Il focus e l’obiettivo finale sarà poi quello di tagliare il traguardo che quest’anno ho mancato davvero per pochissimo.
Che consiglio daresti a un giovane che vuole intraprendere la carriera da professionista?
Innanzitutto gli consiglierei di circondarsi di persone che credono in lui, che gli vogliono bene e che possano consigliarlo al meglio.
Fondamentale poi sarà la passione e la costanza con cui si andrà ad affrontare tutto il processo. Senza questi elementi non è assolutamente possibile rimanere concentrati al 100% in quello che si fa, sia in gara che in allenamento, e raggiungere i propri obiettivi.
Tra i tuoi colleghi chi ti ha colpito maggiormente durante questa stagione?

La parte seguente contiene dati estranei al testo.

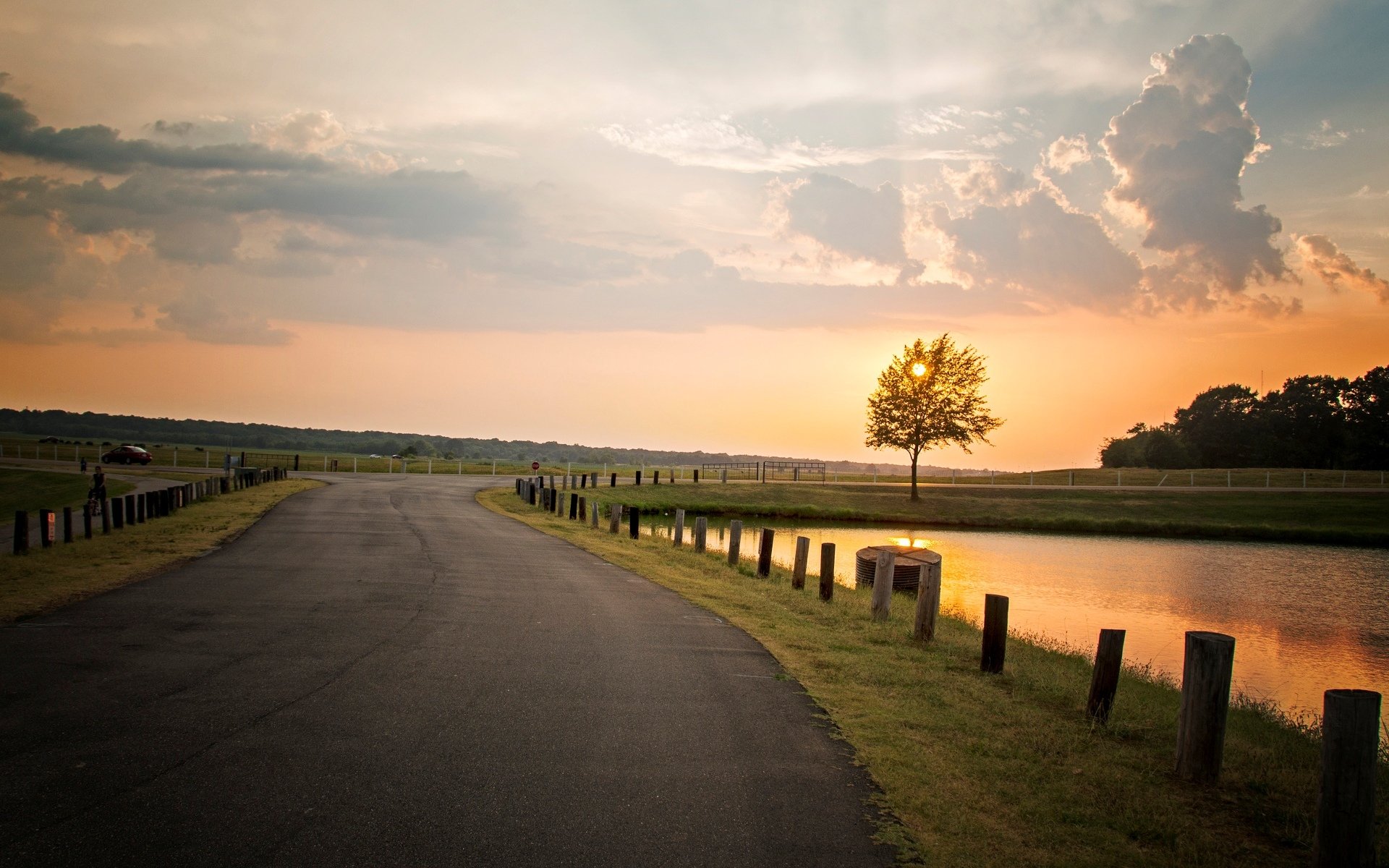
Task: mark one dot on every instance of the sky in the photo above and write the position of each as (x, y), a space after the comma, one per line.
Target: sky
(702, 226)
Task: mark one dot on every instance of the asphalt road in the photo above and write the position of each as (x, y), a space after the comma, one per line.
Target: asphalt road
(382, 673)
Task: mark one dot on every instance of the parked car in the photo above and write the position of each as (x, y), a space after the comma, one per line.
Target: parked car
(127, 454)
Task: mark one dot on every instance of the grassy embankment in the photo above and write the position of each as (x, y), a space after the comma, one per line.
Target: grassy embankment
(1357, 519)
(48, 578)
(999, 770)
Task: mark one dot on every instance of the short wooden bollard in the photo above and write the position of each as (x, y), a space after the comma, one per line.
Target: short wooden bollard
(827, 571)
(21, 531)
(1346, 804)
(928, 602)
(1105, 682)
(884, 570)
(798, 571)
(995, 634)
(48, 528)
(1200, 724)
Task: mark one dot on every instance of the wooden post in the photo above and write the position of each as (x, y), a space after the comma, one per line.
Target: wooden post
(928, 602)
(1105, 682)
(1346, 804)
(21, 532)
(798, 571)
(995, 632)
(827, 571)
(883, 585)
(764, 552)
(1200, 724)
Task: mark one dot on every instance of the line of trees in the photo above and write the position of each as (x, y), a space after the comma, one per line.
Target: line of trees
(1327, 422)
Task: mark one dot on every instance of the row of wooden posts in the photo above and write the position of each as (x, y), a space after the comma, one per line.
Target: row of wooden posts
(1351, 721)
(117, 513)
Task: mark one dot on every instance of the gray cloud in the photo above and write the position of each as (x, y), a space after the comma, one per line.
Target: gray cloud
(1180, 152)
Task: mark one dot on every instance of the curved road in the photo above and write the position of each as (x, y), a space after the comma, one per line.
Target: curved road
(383, 673)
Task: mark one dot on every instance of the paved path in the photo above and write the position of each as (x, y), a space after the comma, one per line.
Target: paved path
(383, 673)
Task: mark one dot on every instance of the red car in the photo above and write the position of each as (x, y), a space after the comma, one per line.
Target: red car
(127, 454)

Ci sono stati tantissimi giocatori che sono emersi e che si sono distinti, ma voglio citare Matteo Manassero.
Quello che ha fatto quest’anno, dopo tutto quello che ha vissuto e che ha dovuto sopportare, è stato davvero incredibile.
Matteo è un vero e proprio orgoglio italiano, un esempio per chiunque. Il suo è un traguardo storico per tutto il movimento golfistico italiano, del resto è il secondo a riuscirci dopo Francesco Molinari.